This does, in fact, prove to be the ‘big’ bit everyone’s presumably been waiting for, as Rachel Welch now makes her appearance. She’s a nun asking for alms in the street when Sepper first sees her. Dressed entirely in white, with only her face showing, Sepper is attracted by her purity. (Can you guess what her Fatal Flaw will be?) Soon he’s hosting a charity event at his castle. This he’s evidently arranged so as to have a chance to chat her up. Over a variety of scenes he works on her, until she proves ready to *ahem* kick the Habit. (I am so funny!)
First, though, she wishes to be upfront regarding the sins that she entered the convent to expiate. Sepper tells her that her past is not important, but she insists. She admits to him that she’s not a virgin, telling of a youthful indiscretion with a student. Sepper, meanwhile, is busy fantasizing about her cleavage. These imaginations are helpfully visualized so that we may share them, since Welch was never one to doff her top, even in such an artistic piece as this. After this we cut to her in a normal dress, obviously having left her order. Sure enough, Sepper speaks of their approaching nuptials.
Here this segment’s central gag kicks in, as Welch continues to ‘remember’ an ever-expanding roster of former lovers. Furthermore, her chatty accounts of her amorous adventures begin to flow out in ever-greater detail, with Sepper turning a bit green about the gills as a result. He importunes her to cease these reminiscences, but she cheerfully soldiers on. This is all portrayed via a (supposedly) hilarious montage of Welch at every turn yakking his ear off about these escapades. In the study, out on a drive, during dinner, whilst getting a massage…well, you get the idea. Eventually she remembers the last one, but he proves to have been not only a Russian, but a communist as well. This ‘comically’ pushes Sepper over the edge, and so exit Welch. This occurs after she leads him to a coffin – don’t ask — to finally have sex with him. Since he just happens (?) to have the key with him (the key?), he locks her in to presumably die from a lack of oxygen. Ah, the golden age of comedy.
The main problem I have with this section– and it is, sadly, one of the better Dead Wife sequences — is that it’s too close in content to the story of The Singer. In both cases, Sepper is moved to murder his wife/lover because she just won’t shut up. Especially odd is that they would run the two most similar such bits so nearly atop one another. Since there are six (!) of these altogether — and that’s not even counting Greta, whom we saw get whacked before Anne even entered the movie – you’d think they could have separated them a little better.

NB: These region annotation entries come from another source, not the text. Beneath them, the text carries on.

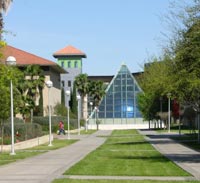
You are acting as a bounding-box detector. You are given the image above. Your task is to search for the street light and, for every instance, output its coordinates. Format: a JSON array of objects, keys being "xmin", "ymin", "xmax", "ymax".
[
  {"xmin": 90, "ymin": 102, "xmax": 93, "ymax": 114},
  {"xmin": 167, "ymin": 93, "xmax": 171, "ymax": 133},
  {"xmin": 6, "ymin": 56, "xmax": 16, "ymax": 155},
  {"xmin": 76, "ymin": 95, "xmax": 81, "ymax": 135},
  {"xmin": 6, "ymin": 56, "xmax": 16, "ymax": 155},
  {"xmin": 65, "ymin": 90, "xmax": 70, "ymax": 139},
  {"xmin": 160, "ymin": 96, "xmax": 162, "ymax": 128},
  {"xmin": 46, "ymin": 80, "xmax": 53, "ymax": 146}
]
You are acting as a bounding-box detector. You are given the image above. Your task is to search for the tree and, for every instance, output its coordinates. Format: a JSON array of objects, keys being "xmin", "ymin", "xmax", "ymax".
[
  {"xmin": 0, "ymin": 0, "xmax": 12, "ymax": 40},
  {"xmin": 138, "ymin": 55, "xmax": 171, "ymax": 120},
  {"xmin": 0, "ymin": 64, "xmax": 23, "ymax": 149},
  {"xmin": 19, "ymin": 65, "xmax": 45, "ymax": 122},
  {"xmin": 74, "ymin": 74, "xmax": 89, "ymax": 120},
  {"xmin": 89, "ymin": 81, "xmax": 105, "ymax": 106}
]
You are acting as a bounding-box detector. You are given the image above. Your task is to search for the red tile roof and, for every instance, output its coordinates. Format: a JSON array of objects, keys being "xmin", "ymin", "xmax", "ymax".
[
  {"xmin": 53, "ymin": 45, "xmax": 87, "ymax": 58},
  {"xmin": 0, "ymin": 45, "xmax": 57, "ymax": 66}
]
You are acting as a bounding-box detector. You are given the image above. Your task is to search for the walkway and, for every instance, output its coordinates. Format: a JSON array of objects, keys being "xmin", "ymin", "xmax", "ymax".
[
  {"xmin": 140, "ymin": 130, "xmax": 200, "ymax": 180},
  {"xmin": 0, "ymin": 130, "xmax": 200, "ymax": 183},
  {"xmin": 0, "ymin": 131, "xmax": 111, "ymax": 183}
]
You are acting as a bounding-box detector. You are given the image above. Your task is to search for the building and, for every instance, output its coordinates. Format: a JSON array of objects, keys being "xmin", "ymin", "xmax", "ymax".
[
  {"xmin": 53, "ymin": 45, "xmax": 87, "ymax": 105},
  {"xmin": 1, "ymin": 45, "xmax": 66, "ymax": 115}
]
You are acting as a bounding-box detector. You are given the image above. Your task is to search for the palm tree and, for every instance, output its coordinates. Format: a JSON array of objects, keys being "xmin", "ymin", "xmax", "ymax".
[
  {"xmin": 0, "ymin": 0, "xmax": 12, "ymax": 40},
  {"xmin": 74, "ymin": 74, "xmax": 89, "ymax": 120},
  {"xmin": 89, "ymin": 81, "xmax": 105, "ymax": 107},
  {"xmin": 19, "ymin": 65, "xmax": 45, "ymax": 122}
]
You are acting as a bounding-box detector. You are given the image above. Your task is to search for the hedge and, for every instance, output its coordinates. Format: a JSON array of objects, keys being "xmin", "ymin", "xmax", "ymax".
[{"xmin": 33, "ymin": 116, "xmax": 78, "ymax": 133}]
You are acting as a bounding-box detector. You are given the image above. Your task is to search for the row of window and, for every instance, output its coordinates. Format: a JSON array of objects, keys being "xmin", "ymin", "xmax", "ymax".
[{"xmin": 61, "ymin": 61, "xmax": 78, "ymax": 68}]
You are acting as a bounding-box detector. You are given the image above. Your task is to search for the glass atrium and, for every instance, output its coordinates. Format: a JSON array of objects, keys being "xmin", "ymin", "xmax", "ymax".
[{"xmin": 90, "ymin": 64, "xmax": 142, "ymax": 124}]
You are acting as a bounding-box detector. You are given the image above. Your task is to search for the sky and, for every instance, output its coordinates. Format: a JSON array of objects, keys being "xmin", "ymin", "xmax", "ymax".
[{"xmin": 4, "ymin": 0, "xmax": 170, "ymax": 75}]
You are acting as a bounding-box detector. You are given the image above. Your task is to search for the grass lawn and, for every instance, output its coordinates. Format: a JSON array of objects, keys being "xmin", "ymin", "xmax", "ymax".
[
  {"xmin": 65, "ymin": 130, "xmax": 189, "ymax": 176},
  {"xmin": 0, "ymin": 139, "xmax": 77, "ymax": 166},
  {"xmin": 53, "ymin": 179, "xmax": 200, "ymax": 183},
  {"xmin": 155, "ymin": 125, "xmax": 200, "ymax": 151}
]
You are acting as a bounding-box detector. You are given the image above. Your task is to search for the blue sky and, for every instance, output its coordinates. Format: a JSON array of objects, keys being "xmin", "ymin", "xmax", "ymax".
[{"xmin": 4, "ymin": 0, "xmax": 172, "ymax": 75}]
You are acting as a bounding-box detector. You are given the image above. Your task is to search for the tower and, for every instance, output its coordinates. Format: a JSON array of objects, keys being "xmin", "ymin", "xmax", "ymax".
[{"xmin": 53, "ymin": 45, "xmax": 87, "ymax": 104}]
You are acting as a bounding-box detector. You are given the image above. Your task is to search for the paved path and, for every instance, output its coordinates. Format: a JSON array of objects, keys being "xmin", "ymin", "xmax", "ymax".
[
  {"xmin": 140, "ymin": 130, "xmax": 200, "ymax": 180},
  {"xmin": 0, "ymin": 131, "xmax": 111, "ymax": 183},
  {"xmin": 0, "ymin": 130, "xmax": 200, "ymax": 183}
]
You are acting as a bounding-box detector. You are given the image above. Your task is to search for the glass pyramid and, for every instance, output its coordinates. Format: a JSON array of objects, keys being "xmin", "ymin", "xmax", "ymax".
[{"xmin": 91, "ymin": 64, "xmax": 142, "ymax": 123}]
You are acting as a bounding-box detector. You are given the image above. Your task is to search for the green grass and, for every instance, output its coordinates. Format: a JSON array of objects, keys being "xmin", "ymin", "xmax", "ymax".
[
  {"xmin": 65, "ymin": 130, "xmax": 189, "ymax": 176},
  {"xmin": 0, "ymin": 139, "xmax": 77, "ymax": 166},
  {"xmin": 52, "ymin": 179, "xmax": 200, "ymax": 183},
  {"xmin": 27, "ymin": 139, "xmax": 77, "ymax": 151}
]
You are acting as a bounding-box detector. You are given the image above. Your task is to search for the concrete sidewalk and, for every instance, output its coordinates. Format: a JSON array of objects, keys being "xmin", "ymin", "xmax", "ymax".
[
  {"xmin": 139, "ymin": 130, "xmax": 200, "ymax": 180},
  {"xmin": 0, "ymin": 131, "xmax": 111, "ymax": 183}
]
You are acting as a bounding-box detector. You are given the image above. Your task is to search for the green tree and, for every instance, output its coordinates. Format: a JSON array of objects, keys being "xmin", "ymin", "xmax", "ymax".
[
  {"xmin": 138, "ymin": 56, "xmax": 172, "ymax": 120},
  {"xmin": 171, "ymin": 20, "xmax": 200, "ymax": 105},
  {"xmin": 89, "ymin": 81, "xmax": 105, "ymax": 106},
  {"xmin": 19, "ymin": 65, "xmax": 45, "ymax": 122},
  {"xmin": 0, "ymin": 64, "xmax": 23, "ymax": 149}
]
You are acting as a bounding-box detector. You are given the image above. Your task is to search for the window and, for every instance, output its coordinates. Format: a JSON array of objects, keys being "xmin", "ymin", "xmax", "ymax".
[
  {"xmin": 68, "ymin": 61, "xmax": 71, "ymax": 68},
  {"xmin": 74, "ymin": 61, "xmax": 78, "ymax": 68},
  {"xmin": 61, "ymin": 61, "xmax": 65, "ymax": 67},
  {"xmin": 68, "ymin": 81, "xmax": 72, "ymax": 87}
]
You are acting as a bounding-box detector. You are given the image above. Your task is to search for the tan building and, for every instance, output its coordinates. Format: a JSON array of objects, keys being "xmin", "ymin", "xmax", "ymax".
[{"xmin": 1, "ymin": 45, "xmax": 66, "ymax": 115}]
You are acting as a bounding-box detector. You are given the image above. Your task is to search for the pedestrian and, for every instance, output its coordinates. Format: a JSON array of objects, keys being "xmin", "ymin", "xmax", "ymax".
[{"xmin": 58, "ymin": 121, "xmax": 65, "ymax": 135}]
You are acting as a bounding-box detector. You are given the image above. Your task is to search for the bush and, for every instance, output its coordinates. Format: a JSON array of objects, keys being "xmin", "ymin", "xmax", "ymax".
[
  {"xmin": 54, "ymin": 103, "xmax": 77, "ymax": 119},
  {"xmin": 3, "ymin": 122, "xmax": 44, "ymax": 144}
]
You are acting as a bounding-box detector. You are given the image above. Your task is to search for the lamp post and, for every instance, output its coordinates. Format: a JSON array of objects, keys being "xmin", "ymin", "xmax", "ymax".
[
  {"xmin": 160, "ymin": 96, "xmax": 162, "ymax": 128},
  {"xmin": 65, "ymin": 90, "xmax": 70, "ymax": 139},
  {"xmin": 6, "ymin": 56, "xmax": 16, "ymax": 155},
  {"xmin": 90, "ymin": 102, "xmax": 93, "ymax": 114},
  {"xmin": 167, "ymin": 93, "xmax": 171, "ymax": 133},
  {"xmin": 76, "ymin": 95, "xmax": 81, "ymax": 135},
  {"xmin": 46, "ymin": 80, "xmax": 53, "ymax": 146}
]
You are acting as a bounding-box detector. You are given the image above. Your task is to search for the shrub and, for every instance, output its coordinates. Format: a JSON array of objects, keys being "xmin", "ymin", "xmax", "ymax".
[
  {"xmin": 3, "ymin": 122, "xmax": 44, "ymax": 144},
  {"xmin": 33, "ymin": 116, "xmax": 78, "ymax": 133}
]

Back to Anne and Sepper in the sitting room. There comes a knock from, I guess, the front door. Anne tries to bolt, but no go. To make sure she stays in place, he puts her in a plush seat that he reveals to be a disguised electric chair (!). (How they missed the room whose walls come together is beyond me.) He shackles her in and then covers her bonds with a lap blanket. These preparations completed, he leaves to see who it is. When he returns, he’s been joined by his collection of cronies.
For some reason they are dressed in black leather jackets that *cough, cough* vaguely resemble those the Nazis wore. Especially given the red armbands with white circles containing the film’s minutely altered ersatz swastikas. Again, I can’t figure out the point of this. Whatever it is, though, I’m pretty sure it’s symbolic. Of something. Anyway, as they enter Anne considers making a play – although I’m not certain why she thinks these guys would help her in any case – but Sepper positions himself by the button that activates the chair. Seeing this, she holds her tongue. They soon leave, after having told Sepper that a muckity-muck is arriving the next day with a personal message for him from “Our Leader.” Hmm, maybe that ‘Dolph Itler’ thing will come into play after all.
Oh, and we occasionally cut to an armed Sergio heading for the castle in a taxi. Just to keep you up to speed. Not that ‘speed’ has much to do with this movie – thirty-seven minutes left and counting.
Here we hope that Sepper will just push the button and get things over with, but no go. Instead, he cruelly (for us) tells Anne that he won’t kill her until dawn. Why dawn? Hell, I don’t know. They just needed a rationale, I guess, to explain why he hasn’t killed her yet. So he’s waiting for dawn. Why not?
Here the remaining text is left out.